Er schwieg eine Weile und blickte nachdenklich zum Fenster, das noch kein Licht in den Raum zu senden vermochte. »Warst du einmal bei Nacht draußen auf dem Meer, und hast da ein Feuer gesehen?« fragte er dann.

»Nein«, antwortete Onni etwas verwundert, »ich bin noch nie nachts auf einem Dampfer gefahren. Ich weiß aber, daß es Leuchtfeuer gibt, die den Schiffen den Weg weisen, und auch die russischen Scheinwerfer habe ich gesehen.«

»Nun gut, dann weißt du auch, wie stark sie leuchten. Solch ein Licht braucht man, wenn man draußen von Brandung und Klippen umgeben ist, die man nicht sehen kann. Dann kennt man den Kurs und braucht sich um nichts anderes als um dieses Licht zu kümmern, das man ansteuert; um nichts anderes. Dir geht es jetzt gewiß so wie einem Steuermann auf solcher Bark, der draußen auf dem dunkeln Meer das Licht nicht findet, nach dem er sucht. Aber ich sage dir, dies Licht ist da. Finnland soll frei werden! – Dies Ziel leuchtet für uns, mein Junge. Und damit haben wir alles, was wir brauchen, und unser Kurs ist klar.«

.

Wieder machte der Leutnant eine Pause und lauschte. Onni weinte immer noch mit kleinen Unterbrechungen, aber sein Schluchzen klang nun freier und nicht mehr so verzweifelt. Bald würde es in jenes Weinen übergehen, das wie Regen auf die Saat fällt.
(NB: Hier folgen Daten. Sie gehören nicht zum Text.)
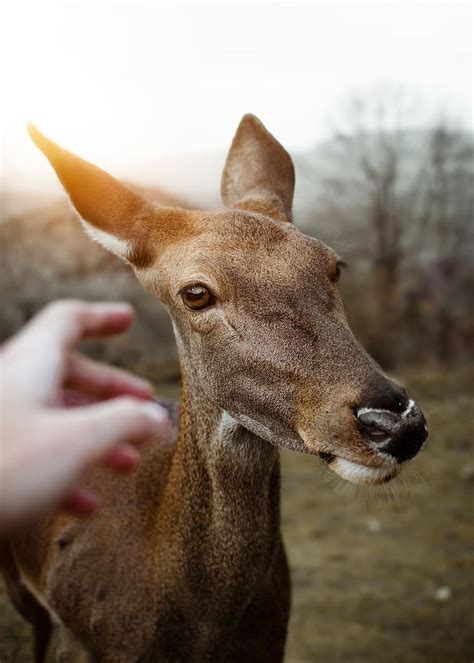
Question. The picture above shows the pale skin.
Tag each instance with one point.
(46, 446)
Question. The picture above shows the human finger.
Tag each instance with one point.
(102, 382)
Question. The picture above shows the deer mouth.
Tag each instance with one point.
(359, 473)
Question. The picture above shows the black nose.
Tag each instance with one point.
(400, 434)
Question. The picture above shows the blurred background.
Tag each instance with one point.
(374, 102)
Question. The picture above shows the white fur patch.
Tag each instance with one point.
(405, 413)
(112, 243)
(362, 474)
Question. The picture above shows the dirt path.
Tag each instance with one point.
(377, 578)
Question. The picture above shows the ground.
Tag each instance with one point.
(377, 576)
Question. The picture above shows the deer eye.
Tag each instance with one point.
(197, 296)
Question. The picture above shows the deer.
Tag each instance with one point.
(185, 560)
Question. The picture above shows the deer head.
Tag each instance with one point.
(259, 321)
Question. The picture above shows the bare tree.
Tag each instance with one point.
(372, 182)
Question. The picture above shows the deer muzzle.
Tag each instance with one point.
(400, 435)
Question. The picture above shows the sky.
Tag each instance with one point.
(130, 84)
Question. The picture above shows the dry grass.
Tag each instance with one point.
(369, 567)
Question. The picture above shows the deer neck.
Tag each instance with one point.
(227, 480)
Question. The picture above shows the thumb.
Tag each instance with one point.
(100, 427)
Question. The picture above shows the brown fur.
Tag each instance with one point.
(185, 560)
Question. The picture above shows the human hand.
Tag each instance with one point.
(46, 447)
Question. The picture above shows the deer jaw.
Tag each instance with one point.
(270, 346)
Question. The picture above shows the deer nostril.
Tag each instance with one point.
(377, 425)
(376, 435)
(399, 434)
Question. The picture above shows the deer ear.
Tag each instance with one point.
(258, 175)
(110, 212)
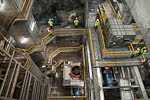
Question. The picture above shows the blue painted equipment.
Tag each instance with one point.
(108, 77)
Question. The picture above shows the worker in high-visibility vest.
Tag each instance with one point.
(50, 22)
(97, 23)
(143, 50)
(76, 22)
(49, 30)
(136, 53)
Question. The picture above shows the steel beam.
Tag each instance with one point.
(138, 77)
(25, 87)
(34, 89)
(28, 88)
(15, 81)
(11, 79)
(7, 72)
(25, 78)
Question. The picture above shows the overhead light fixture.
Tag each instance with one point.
(24, 40)
(32, 26)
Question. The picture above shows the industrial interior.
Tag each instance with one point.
(74, 50)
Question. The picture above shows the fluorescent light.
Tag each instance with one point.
(24, 40)
(32, 26)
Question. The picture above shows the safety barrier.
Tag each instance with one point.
(85, 88)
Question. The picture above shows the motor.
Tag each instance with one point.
(77, 91)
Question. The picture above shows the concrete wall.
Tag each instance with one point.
(140, 10)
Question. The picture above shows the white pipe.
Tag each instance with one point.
(89, 61)
(100, 81)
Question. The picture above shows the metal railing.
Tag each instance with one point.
(85, 87)
(55, 33)
(15, 73)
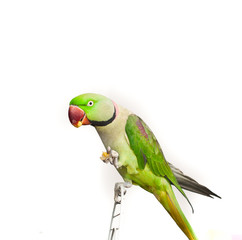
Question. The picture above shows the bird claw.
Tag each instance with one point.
(110, 156)
(120, 190)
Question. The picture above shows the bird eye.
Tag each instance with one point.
(90, 103)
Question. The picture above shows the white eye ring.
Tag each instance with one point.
(90, 103)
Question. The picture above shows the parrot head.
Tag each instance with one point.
(93, 109)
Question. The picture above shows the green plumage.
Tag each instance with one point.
(147, 150)
(141, 160)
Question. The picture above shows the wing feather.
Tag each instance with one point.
(142, 139)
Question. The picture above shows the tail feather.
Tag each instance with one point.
(167, 198)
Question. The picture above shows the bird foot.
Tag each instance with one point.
(120, 190)
(110, 156)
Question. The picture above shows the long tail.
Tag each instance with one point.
(167, 198)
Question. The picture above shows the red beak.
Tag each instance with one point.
(77, 116)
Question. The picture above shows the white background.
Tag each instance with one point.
(177, 64)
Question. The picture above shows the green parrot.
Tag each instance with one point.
(134, 150)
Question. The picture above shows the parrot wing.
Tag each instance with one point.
(148, 151)
(190, 184)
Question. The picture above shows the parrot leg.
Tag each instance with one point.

»Man soll nicht so sehr hassen«, fuhr er fort. »Weder Russen noch andere Menschen, man soll statt dessen sein Vaterland mehr lieben. Bist du mal im Sommer auf dem Lande draußen zwischen Wäldern und Seen gewesen?«

»Ja, das war ich; als ich klein war, so ungefähr mit acht Jahren.«

»Und was triebst du in diesem Sommer?«

»Ich schnitt mir manchmal Pfeifen zurecht. So aus Weidenästen.«

»Nun, da will ich dir sagen: nicht einmal diese armseligen Holzpfeifen gehörten dir richtig. Die Äste, die du abschnittst, wuchsen auf einem Boden, der uns von den Russen geraubt war. Nichts in jener Zeit gehörte uns als Eigentum. Nicht der Boden unter unseren Füßen, nicht die Seen, auf denen wir ruderten; weder Bäume noch Acker ringsum, weder die Menschen, mit denen wir sprachen, noch das Brot, das wir aßen. Nicht einmal der Sonnenschein, wenn er strahlte. Denn das alles zusammen heißt Vaterland, und dieses Vaterland gehörte uns nicht. Jetzt aber sind wir dabei, es uns zurück zu erkämpfen!«

»Aber«, wendete Onni nachdenklich ein, »wenn das alles wieder unser Eigentum wird, so kann ich doch nicht recht glauben, daß es dann auch mein ist. Ich entsinne mich nämlich, daß ich einmal im Walde mit der Axt eine Birke fällte, da kam ein dicker Herr und schrie mich an, daß der Baum ihm gehöre, und hetzte den Hund auf mich. Darum kann ich nicht glauben, daß es später anders sein wird. Oder was meinen Sie, Herr Leutnant?«

»Das weiß ich nun nicht genau. Ich weiß nur, daß in einem befreiten Finnland wieder glückliche Menschen wohnen werden, und glückliche Menschen sind gut. Die brauchen einander nicht so zu peinigen, wie wir es jetzt tun. Ob jemand da viel oder wenig hat, bedeutet wenig, weil das Vaterland uns allen gehört. Und wenn du, nachdem all das überstanden ist, später durchs Land ziehst und irgendwo etwas Schönes erblickst, dann darfst du dich daran freuen und denken: das war auch mein Werk; ich war dabei. Wenn du aber nicht mehr am Leben bist, wird man dich trotzdem nicht vergessen. Die Menschen, die sich unser erinnern, werden sagen: Finnland hatte Heldensöhne, und einer davon war Onni Kokko. Und noch nach hundert Jahren, wenn eines schönen Morgens ein Bauer auf seiner Haustreppe steht und sein Blick im Sonnenlicht weithin über die Äcker geht, dann wird er sich jener alten Erzählung erinnern, wie zu Großvaters Zeiten die Saaten nicht so grünten, weil der Russe im Land herrschte. Dann wird er im Gedenken an Finnlands Söhne den Hut abnehmen ... Und obschon er unsere Namen nicht mehr kennt, bist auch du unter denen, mein Junge, denen er dankt.«

Der Leutnant verstummte. Onni Kokko war eingeschlafen; halb auf seinem Knie, halb auf der Bank. Bleich fiel das erste Tageslicht ins Zimmer und beleuchtete das magere, schmutzige Jungensantlitz, auf dem die Tränen weiße Streifen abgezeichnet hatten. Der Leutnant saß da und sah auf die verhärmten Züge nieder, und ein schöner Ausdruck trat in seine Augen.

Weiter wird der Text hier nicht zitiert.